True, it would be hard to not turn into a Western, and to keep the 'purity' or whatever term you want to use of the character intact, but I think if done right it could be interesting. I just feel that unlike James Bond, there isn't really much you can do with Indy that wouldn't displease fans here. So I say, go nuts, be inventive, color outside the lines. People here are gonna complain anyway no matter what, cause that's what diehard fans of anything do best. I would pay to see a reinvention of the character in the 1890s if done right.
Some people want to see 1920s adventures, but that would essentially be prequels. Abner, Marion, all that stuff is part of the "Indy mythology" and if you don't show it, people are gonna let down, and if you do, people are gonna be let down cause it'll never go the way people have built it up in their own minds. Others want to redo the 1930s without Harrison but we've already been there and done that. The 1940s fans would want noir tones and I don't know that noir is a genre that can sell today.
I just think that any recasting is going to have to take the series in a very different, almost "alien" direction - the same way each Bond actor plays a very different character from the last. Like, take
Live and Let Die - outside of the character of James Bond (who is played very differently by Roger Moore), it has very little in common with past Bond films, but it worked. Change on the order of that magnitude I feel has to happen with a post-Harrison Indy for it to work.

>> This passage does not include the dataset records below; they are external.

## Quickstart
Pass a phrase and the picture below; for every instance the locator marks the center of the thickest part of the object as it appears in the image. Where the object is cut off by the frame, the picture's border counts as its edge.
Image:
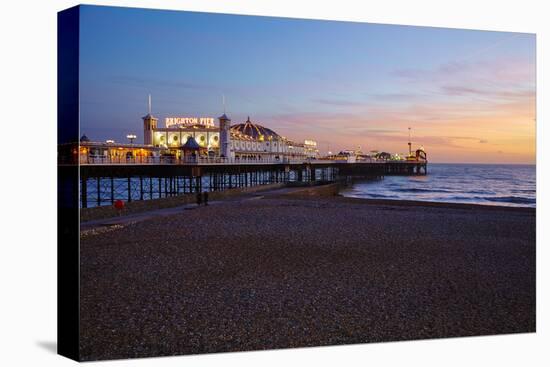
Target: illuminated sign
(312, 143)
(188, 121)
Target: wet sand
(282, 272)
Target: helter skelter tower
(410, 144)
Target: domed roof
(255, 131)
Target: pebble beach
(283, 272)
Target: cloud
(150, 82)
(337, 102)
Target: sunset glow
(469, 96)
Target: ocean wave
(418, 189)
(511, 199)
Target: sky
(468, 95)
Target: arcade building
(244, 141)
(199, 137)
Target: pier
(102, 182)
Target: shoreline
(324, 190)
(438, 204)
(281, 271)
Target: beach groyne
(108, 211)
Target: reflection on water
(508, 185)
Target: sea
(487, 184)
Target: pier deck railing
(102, 160)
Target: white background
(28, 191)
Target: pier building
(243, 141)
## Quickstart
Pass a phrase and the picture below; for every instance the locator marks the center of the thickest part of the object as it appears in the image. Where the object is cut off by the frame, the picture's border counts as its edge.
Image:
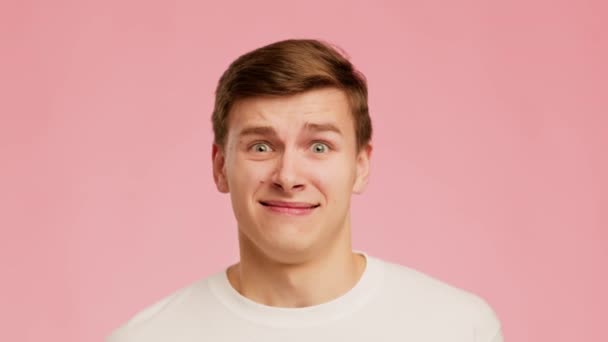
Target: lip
(291, 208)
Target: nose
(286, 174)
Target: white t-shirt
(390, 302)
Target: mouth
(290, 208)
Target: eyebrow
(268, 130)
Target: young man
(292, 144)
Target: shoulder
(163, 315)
(439, 301)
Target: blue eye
(261, 147)
(320, 147)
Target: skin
(286, 259)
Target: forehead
(293, 111)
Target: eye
(319, 147)
(261, 147)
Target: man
(292, 144)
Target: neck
(326, 276)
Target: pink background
(489, 169)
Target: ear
(218, 158)
(363, 164)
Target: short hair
(290, 67)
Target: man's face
(291, 165)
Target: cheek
(249, 174)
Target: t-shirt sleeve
(489, 328)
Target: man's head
(292, 143)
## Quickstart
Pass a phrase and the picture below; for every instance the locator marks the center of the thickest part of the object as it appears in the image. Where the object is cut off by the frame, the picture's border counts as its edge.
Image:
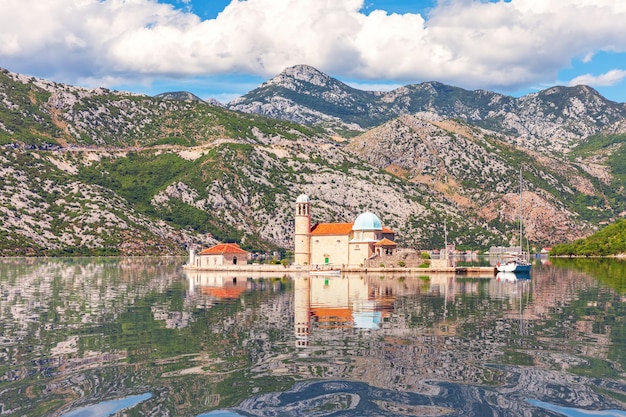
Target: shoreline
(459, 270)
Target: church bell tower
(302, 237)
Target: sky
(222, 49)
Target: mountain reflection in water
(80, 333)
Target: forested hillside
(103, 172)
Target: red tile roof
(332, 229)
(223, 249)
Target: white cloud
(469, 43)
(607, 79)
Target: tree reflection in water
(84, 332)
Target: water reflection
(82, 333)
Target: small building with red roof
(223, 254)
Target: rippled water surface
(96, 337)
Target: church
(339, 244)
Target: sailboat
(517, 264)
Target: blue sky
(222, 49)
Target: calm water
(95, 337)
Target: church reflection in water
(353, 301)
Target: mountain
(611, 240)
(554, 119)
(95, 171)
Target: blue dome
(302, 198)
(367, 221)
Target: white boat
(517, 264)
(514, 265)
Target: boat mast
(521, 236)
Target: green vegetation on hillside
(612, 150)
(609, 241)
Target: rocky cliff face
(553, 120)
(98, 171)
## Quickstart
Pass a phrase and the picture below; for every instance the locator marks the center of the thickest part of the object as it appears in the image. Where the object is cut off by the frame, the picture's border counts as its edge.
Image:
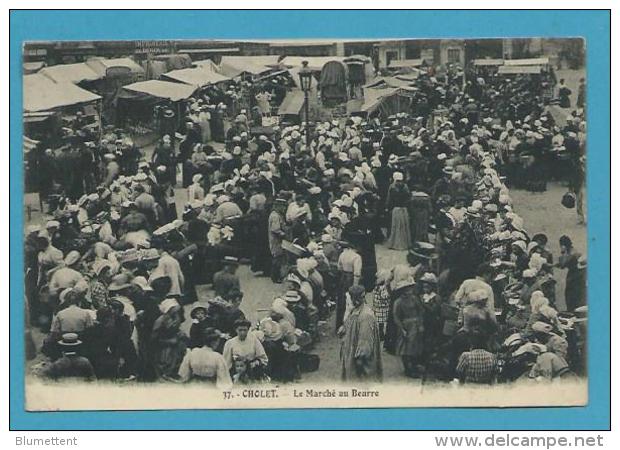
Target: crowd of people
(111, 275)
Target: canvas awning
(488, 62)
(198, 77)
(233, 66)
(42, 94)
(514, 70)
(32, 67)
(314, 62)
(206, 64)
(162, 89)
(373, 97)
(399, 81)
(70, 73)
(101, 65)
(400, 63)
(38, 117)
(30, 144)
(292, 103)
(527, 62)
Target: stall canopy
(30, 144)
(198, 77)
(405, 63)
(101, 65)
(70, 73)
(399, 81)
(373, 98)
(314, 62)
(514, 70)
(206, 64)
(32, 67)
(42, 94)
(233, 66)
(292, 104)
(488, 62)
(161, 89)
(527, 62)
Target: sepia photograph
(305, 223)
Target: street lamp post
(305, 81)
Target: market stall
(138, 100)
(71, 73)
(233, 66)
(196, 77)
(381, 101)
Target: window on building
(390, 56)
(454, 55)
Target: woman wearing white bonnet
(398, 198)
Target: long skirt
(346, 281)
(400, 234)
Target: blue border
(594, 26)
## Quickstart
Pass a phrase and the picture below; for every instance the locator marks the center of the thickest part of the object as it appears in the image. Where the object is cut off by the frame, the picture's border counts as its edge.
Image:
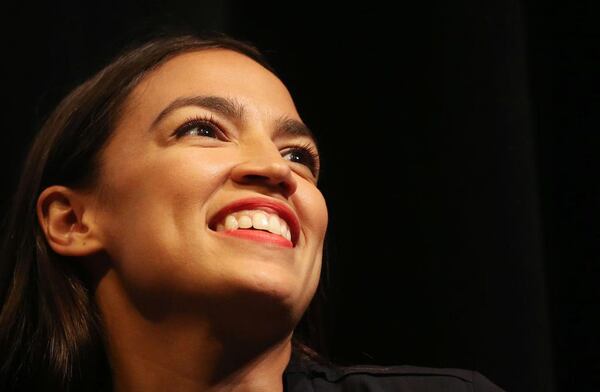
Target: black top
(306, 375)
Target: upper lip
(257, 203)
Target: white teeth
(274, 226)
(245, 222)
(258, 219)
(231, 223)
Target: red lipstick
(267, 205)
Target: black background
(458, 141)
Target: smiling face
(209, 138)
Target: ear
(66, 218)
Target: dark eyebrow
(233, 110)
(229, 108)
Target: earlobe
(64, 216)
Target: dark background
(458, 146)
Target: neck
(185, 354)
(205, 367)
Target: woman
(167, 234)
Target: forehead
(217, 72)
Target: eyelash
(194, 122)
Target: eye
(200, 126)
(305, 154)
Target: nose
(266, 171)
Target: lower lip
(260, 236)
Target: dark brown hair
(50, 331)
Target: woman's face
(208, 143)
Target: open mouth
(259, 219)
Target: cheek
(157, 204)
(313, 211)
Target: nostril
(255, 177)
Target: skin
(184, 308)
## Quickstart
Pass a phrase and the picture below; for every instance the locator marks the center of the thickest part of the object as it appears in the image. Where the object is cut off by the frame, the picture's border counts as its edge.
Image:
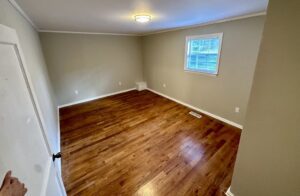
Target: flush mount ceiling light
(142, 18)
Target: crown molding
(208, 23)
(86, 33)
(21, 11)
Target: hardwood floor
(139, 143)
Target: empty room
(149, 98)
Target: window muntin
(203, 53)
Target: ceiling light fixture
(142, 18)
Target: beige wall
(91, 64)
(30, 44)
(163, 56)
(268, 161)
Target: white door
(24, 147)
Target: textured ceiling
(116, 16)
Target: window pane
(203, 55)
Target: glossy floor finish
(139, 143)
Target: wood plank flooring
(139, 143)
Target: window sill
(202, 73)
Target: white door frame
(9, 36)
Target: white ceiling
(116, 16)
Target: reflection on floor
(139, 143)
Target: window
(202, 53)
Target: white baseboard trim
(94, 98)
(229, 193)
(198, 109)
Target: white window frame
(206, 36)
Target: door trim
(9, 36)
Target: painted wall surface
(30, 43)
(86, 66)
(163, 58)
(269, 154)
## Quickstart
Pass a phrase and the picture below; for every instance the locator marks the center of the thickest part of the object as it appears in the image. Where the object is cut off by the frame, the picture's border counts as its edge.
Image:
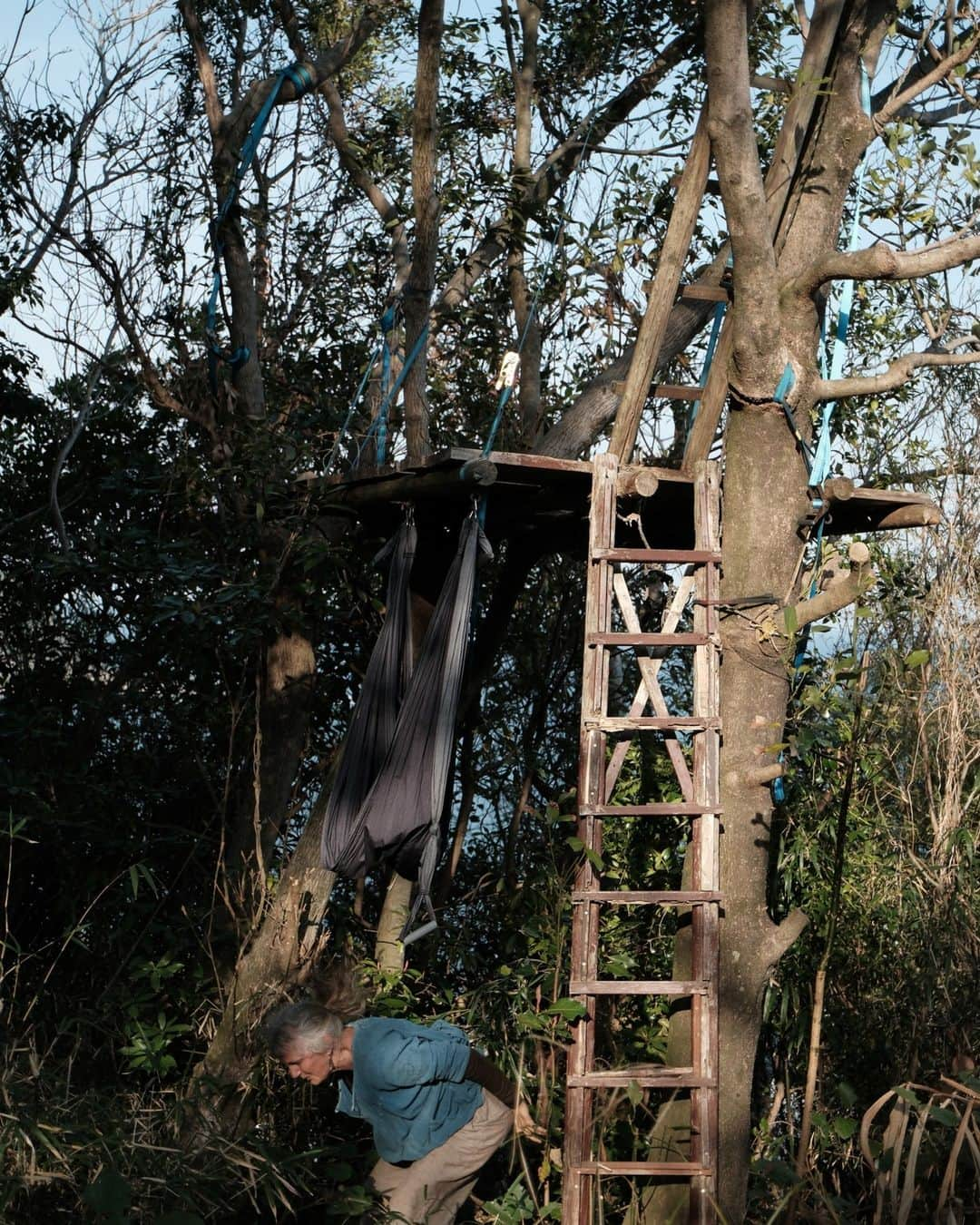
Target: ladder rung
(618, 639)
(647, 1075)
(679, 808)
(667, 1169)
(652, 721)
(681, 556)
(623, 986)
(676, 391)
(706, 293)
(648, 897)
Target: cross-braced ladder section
(618, 751)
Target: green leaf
(109, 1197)
(571, 1010)
(846, 1127)
(847, 1093)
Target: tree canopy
(185, 615)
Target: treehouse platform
(546, 500)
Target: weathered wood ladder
(604, 744)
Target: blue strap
(819, 467)
(301, 79)
(720, 314)
(350, 408)
(380, 422)
(505, 395)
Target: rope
(301, 79)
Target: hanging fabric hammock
(387, 801)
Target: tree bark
(418, 291)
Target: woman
(437, 1109)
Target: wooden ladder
(604, 744)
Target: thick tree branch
(881, 262)
(844, 591)
(524, 74)
(937, 73)
(898, 373)
(734, 143)
(418, 291)
(324, 66)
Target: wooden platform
(539, 496)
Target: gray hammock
(387, 800)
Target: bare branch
(420, 283)
(734, 143)
(844, 591)
(938, 73)
(361, 179)
(882, 262)
(205, 66)
(898, 373)
(75, 433)
(555, 169)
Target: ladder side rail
(577, 1194)
(704, 853)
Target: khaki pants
(430, 1191)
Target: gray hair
(307, 1024)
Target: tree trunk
(284, 948)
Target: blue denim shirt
(408, 1084)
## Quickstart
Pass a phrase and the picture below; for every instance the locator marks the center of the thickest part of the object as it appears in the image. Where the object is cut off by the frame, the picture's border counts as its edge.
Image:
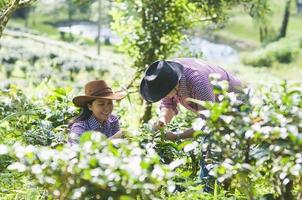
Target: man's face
(173, 92)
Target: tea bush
(95, 168)
(252, 135)
(283, 51)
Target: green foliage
(283, 51)
(17, 60)
(42, 122)
(151, 30)
(96, 168)
(257, 135)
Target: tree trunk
(285, 20)
(9, 10)
(6, 14)
(147, 112)
(99, 27)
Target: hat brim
(82, 101)
(152, 97)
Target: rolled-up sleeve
(115, 125)
(202, 88)
(76, 131)
(170, 104)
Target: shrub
(96, 168)
(282, 51)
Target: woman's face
(101, 109)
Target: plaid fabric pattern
(195, 84)
(109, 128)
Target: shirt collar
(93, 123)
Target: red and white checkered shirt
(195, 83)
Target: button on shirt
(109, 128)
(195, 83)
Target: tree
(285, 20)
(7, 8)
(153, 29)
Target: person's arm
(116, 128)
(76, 130)
(168, 109)
(182, 135)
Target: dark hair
(84, 115)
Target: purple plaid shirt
(195, 83)
(109, 128)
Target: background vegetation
(256, 144)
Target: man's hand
(158, 125)
(119, 134)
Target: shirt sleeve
(76, 131)
(201, 88)
(169, 103)
(115, 124)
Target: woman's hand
(171, 136)
(119, 134)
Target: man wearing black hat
(173, 82)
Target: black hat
(160, 79)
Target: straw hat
(97, 90)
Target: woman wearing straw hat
(96, 114)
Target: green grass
(242, 27)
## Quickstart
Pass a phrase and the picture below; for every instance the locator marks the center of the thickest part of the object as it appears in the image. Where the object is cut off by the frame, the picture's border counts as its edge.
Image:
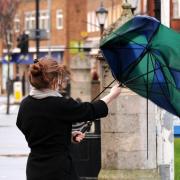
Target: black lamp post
(134, 4)
(101, 14)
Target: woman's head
(46, 73)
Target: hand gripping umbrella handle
(85, 128)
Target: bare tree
(7, 13)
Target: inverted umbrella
(144, 55)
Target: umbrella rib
(153, 92)
(163, 73)
(167, 98)
(134, 78)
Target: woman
(45, 118)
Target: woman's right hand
(114, 93)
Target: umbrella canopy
(144, 55)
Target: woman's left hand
(77, 136)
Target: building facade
(61, 22)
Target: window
(92, 22)
(176, 9)
(17, 24)
(29, 20)
(59, 19)
(44, 20)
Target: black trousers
(55, 166)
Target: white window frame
(16, 24)
(44, 20)
(176, 9)
(59, 18)
(30, 21)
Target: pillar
(128, 148)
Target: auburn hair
(45, 71)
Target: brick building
(63, 25)
(69, 24)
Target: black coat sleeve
(73, 111)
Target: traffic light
(23, 43)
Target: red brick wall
(175, 23)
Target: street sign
(42, 34)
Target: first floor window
(176, 9)
(59, 19)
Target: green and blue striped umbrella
(144, 55)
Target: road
(13, 147)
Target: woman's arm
(114, 93)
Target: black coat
(46, 124)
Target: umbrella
(144, 55)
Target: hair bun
(36, 69)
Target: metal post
(37, 29)
(8, 83)
(101, 29)
(8, 70)
(49, 41)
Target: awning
(176, 130)
(18, 58)
(28, 58)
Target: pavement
(13, 146)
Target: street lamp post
(101, 14)
(37, 29)
(134, 4)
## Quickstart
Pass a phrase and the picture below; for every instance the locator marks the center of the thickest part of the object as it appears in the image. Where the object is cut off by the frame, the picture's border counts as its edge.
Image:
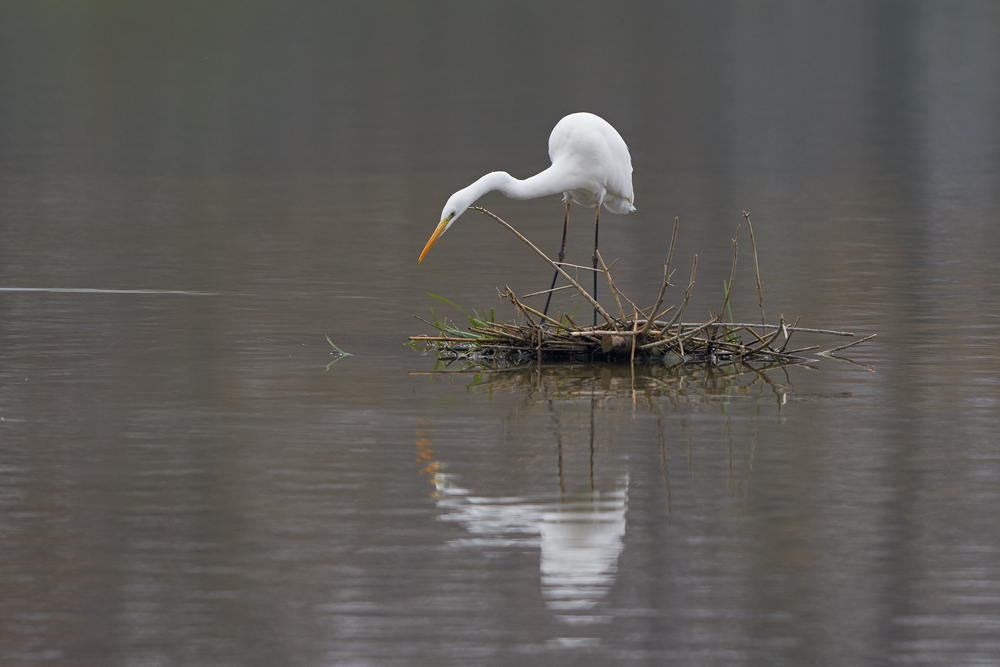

Playing the safe route and having the next phase be prequel films is going to get boring fast, and those films will never get to be their own special, unique things - the same way I feel that the Star Trek reboots leaned too heavily on pre-established mythos to really stand out in their own right.
I feel that Harrison has played the character for so long that any new actor is going to have a VERY hard time not standing in his shadow, and I think Harrison was half the selling point for a lot of people even back in the 80s - Han Solo in a quasi-Western that happened to also be a great set of films.